For the first “Friends Friday,” I did a quick interview with the amazing Jason Zook of Wandering Aimfully.
Jason has created a ton of amazing projects over the years, including I Wear Your Shirt where he was wearing t-shirts for brands before influencer marketing was even a thing. Jason is an amazing person and has had a huge impact on my life. He’s one of the people who helped my find my way to my job at Clique Studios, helping me realize that I didn’t have to go out on my own immediately. I’ve absolutely fallen in love with my job as SEO Director and where I am at in my career.
An edited version of our conversation appears below.
What is your general approach when it comes to SEO?
Well, at first it was no approach whatsoever. I would just write content that I thought would be helpful or fun or interesting — the kind of stuff I would read. A lot of people write content first for SEO, instead of thinking: would a human want to read this?
As I got a little bit further, I start actually thinking about SEO and I realized there is a foundation of stuff that I can do. And so for me, it’s very basic. It’s to write the article first of the topic that’s on my mind, the problem I want to solve, and then think about: what is the key phrase or the key takeaway from this? And then I ask, is that the keyword? Now I see if can I pepper that throughout the H1, the H2, the H3, and the meta description. I use Yoast for WordPress, so I’ll check if it’s in there properly. And that’s really it. I don’t think about it beyond those things.
So instead of taking a keyword and thinking, here’s an opportunity, and then pursuing it from that, your approach is more like: here’s a significant problem that I feel uniquely able to solve and then I’m going to tackle it in my writing.
Yeah. I think that you can go both ways. If you have a niche site, like a coffee roasting site like our mutual friend Matt, then it makes sense to do keyword research and then write articles about that.
But I think for a lot of us who own small businesses and like to write and share things about our experiences, it’s hard to search for that stuff and write about it. It’s more about — here are some lessons I’ve learned in life that I want to share and I want to help people get through faster than I got through them. And then, let me figure out how SEO fits into that. Maybe it doesn’t for a lot of those, but it does for some. Then that becomes all the traffic that you hopefully need organically to help sustain all the other stuff that doesn’t get organic traffic that you just keep publishing cause you like to publish it.
You’re giving yourself permission to publish stuff that people might not ever search for.
Totally. A lot of people may share it and bookmark it and enjoy it and it may bring them value, but it’s not something that people are asking Google for. That’s something I think about all the time — is someone going to Google to search for this question?
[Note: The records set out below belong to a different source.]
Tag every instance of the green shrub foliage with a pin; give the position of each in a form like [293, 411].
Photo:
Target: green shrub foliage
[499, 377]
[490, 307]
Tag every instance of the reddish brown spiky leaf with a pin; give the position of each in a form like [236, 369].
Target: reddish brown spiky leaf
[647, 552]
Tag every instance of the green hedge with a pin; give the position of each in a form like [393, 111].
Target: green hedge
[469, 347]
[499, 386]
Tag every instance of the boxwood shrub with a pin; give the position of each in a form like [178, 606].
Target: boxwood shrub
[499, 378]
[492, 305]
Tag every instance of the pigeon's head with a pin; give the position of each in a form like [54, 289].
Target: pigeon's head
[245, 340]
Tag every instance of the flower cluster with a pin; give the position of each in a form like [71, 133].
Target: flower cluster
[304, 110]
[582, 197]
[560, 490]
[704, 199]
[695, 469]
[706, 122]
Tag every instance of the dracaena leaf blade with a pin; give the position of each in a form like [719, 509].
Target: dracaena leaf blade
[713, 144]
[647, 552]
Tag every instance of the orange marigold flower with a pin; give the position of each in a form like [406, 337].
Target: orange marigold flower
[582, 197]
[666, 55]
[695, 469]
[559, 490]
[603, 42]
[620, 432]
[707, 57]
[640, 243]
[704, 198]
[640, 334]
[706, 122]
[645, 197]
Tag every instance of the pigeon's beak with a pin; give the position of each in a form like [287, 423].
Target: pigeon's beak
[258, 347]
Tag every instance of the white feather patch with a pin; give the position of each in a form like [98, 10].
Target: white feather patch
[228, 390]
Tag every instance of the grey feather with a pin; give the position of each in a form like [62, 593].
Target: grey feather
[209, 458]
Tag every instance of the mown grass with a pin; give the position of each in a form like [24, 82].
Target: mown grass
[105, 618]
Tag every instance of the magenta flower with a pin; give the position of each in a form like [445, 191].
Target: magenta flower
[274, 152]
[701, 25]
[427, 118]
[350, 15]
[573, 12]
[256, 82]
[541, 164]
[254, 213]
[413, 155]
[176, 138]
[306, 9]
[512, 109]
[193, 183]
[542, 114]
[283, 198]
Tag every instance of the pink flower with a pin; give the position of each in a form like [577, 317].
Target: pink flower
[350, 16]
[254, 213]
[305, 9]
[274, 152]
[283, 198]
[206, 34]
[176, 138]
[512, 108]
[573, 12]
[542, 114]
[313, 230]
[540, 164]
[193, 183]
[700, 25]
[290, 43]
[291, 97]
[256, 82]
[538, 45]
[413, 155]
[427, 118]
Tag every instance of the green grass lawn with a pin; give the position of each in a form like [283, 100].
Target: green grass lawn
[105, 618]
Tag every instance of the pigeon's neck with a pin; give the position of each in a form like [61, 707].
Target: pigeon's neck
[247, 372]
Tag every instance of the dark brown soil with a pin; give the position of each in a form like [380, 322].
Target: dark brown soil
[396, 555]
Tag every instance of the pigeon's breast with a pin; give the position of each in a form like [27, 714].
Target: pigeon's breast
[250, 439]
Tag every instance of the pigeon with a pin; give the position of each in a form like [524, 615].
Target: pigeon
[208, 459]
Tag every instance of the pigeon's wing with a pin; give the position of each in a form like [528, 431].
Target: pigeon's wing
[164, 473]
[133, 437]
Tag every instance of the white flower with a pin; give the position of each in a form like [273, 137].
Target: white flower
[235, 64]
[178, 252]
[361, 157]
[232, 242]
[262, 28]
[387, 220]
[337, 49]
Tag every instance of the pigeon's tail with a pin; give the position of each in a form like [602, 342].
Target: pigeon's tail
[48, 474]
Oh, they’re not. Okay, well that’s not going to stop me from writing this thing because I still want to share it and it’s still helpful.
But if someone is asking Google a question and I can answer that question, it is helpful to think about that content as well — the point is not to obsess over that part of it because that’s a losing-sum game. You’re just going to be chasing the algorithm and the updates and the SEO changes and all that stuff as opposed to writing what’s unique to you that you can constantly share and produce content about.
It sounds like your approach to SEO is not any different than your approach to creating content in general.
I just try not to let anything dictate my content creation that’s out of my control because once I do that, I’m not going to create from a place of actually enjoying it all the time. It’s going to feel constantly like work that I don’t want to be doing as opposed to going, what do I want to write about? Okay, cool, some SEO terms fit into this, some keywords and phrases, whatever. Awesome, and maybe this has a chance to rank.
One of those for me was my: how to start a business with no money and no ideas article. I wrote it in 2015 and now in 2019, it’s on the homepage of Google, almost four years later. Nothing has changed. It just randomly started getting picked up now.
What’s one of the biggest mistakes that you see people making, especially beginners, when it comes to SEO?
I think it’s chasing after trying to rank. I think the best thing that you can do is be consistent and authentic about the content that you can create. If that’s a personal blog about your life, great. Let Google figure it all out later.
Or do what I did in 2014 — I wrote consistently for about two years. It was 104 weeks straight — an article, an email — and I literally did nothing with SEO on any of them. Then about two years into that, I think we started chatting and I started understanding some of the little things that I could do and it didn’t feel so complex and so crazy. Then I went back in and I optimized a couple of the articles that made sense and that started to reward me.
I just think people go too quickly to the like, let me optimize all my things. Let me try and rank everything. We’ve got to write the perfect content, blah, blah, blah. You see that it just doesn’t work quickly enough for that to be worth your time.